Requiem for a Restaurant

2022 began quietly, cautiously. Moving tenuously on tip-toes, carefully stepping around the remnants of the pandemic while trying to move forward anew, the trajectory was unclear. For a while, business began to improve, life started humming ahead like “normal” while we picked up the pieces of a broken society. Despite clear progress, it feels like running in place when we stop to look up at the unchanged scenery around us. Alas, that’s not true; if anything, in many ways, we’re going backwards again.

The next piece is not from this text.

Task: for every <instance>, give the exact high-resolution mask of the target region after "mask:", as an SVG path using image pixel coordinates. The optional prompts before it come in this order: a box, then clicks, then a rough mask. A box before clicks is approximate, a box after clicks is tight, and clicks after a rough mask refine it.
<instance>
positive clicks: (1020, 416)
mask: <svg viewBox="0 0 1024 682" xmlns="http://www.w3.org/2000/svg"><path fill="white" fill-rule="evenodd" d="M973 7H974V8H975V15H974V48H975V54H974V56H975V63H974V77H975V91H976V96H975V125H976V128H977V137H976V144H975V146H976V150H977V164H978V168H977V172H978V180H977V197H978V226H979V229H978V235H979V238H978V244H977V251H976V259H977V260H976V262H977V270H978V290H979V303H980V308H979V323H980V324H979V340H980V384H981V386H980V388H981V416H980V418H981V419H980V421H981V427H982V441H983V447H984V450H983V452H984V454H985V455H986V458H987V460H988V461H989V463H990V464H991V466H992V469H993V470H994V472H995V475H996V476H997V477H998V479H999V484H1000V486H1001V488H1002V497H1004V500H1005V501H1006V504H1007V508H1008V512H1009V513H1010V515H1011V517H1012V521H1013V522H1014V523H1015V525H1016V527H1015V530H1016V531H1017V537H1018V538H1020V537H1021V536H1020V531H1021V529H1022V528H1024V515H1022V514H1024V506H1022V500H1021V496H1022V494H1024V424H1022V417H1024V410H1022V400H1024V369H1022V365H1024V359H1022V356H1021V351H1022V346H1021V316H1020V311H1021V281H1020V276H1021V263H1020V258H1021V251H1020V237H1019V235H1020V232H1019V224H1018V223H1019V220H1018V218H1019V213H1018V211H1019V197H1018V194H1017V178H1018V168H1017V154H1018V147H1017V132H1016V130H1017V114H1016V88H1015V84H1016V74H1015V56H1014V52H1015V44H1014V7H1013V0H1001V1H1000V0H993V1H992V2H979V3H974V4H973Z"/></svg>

Right now, as I do at the close of every year, I’m talking about the restaurants that have left us. This was a particularly brutal culling to look back on, wiping out true pillars of our Austin vegan community in a matter of months. What once seemed stable, unshakable, and always reliable are now mere memories. Such losses are crushing, but let’s take a moment to celebrate the fleeting moments that we were fortunate enough to share.

Sundaze

Sundaze slipped away while no one was looking. One day the south trailer was missing in action, then mobile orders were turned off for their Possum Park location, and finally, the website went down. Only unanswered questions remain in their wake. It seems pretty conclusive that no matter what happened, their affordable fast food-style vegan fried chicken sandwiches will grace our city streets no more.

Binge Kitchen

Binge Kitchen lives on in San Antonio, but this bastion of vegan soul food and southern specialties has closed up shop in the capitol city. Austin is now bereft of the southern-style home cooking they excelled at, smothered in love as if it was gravy. Hope remains that they may reopen in a new spot, but no solid leads have yet materialized.

Sweet Ritual

Sweet Ritual called it quits in late May after over 10 years in business. Having survived so many tough transitions with a seemingly endless upward trajectory, this announcement was a real bellwether of change. Between the combination of ingredient shortages and increasing expenses, the pioneering scoop shop could no longer keep its cool. As one of my earliest memories of Austin, and a deep love of ice cream in general, this one hit me particularly hard.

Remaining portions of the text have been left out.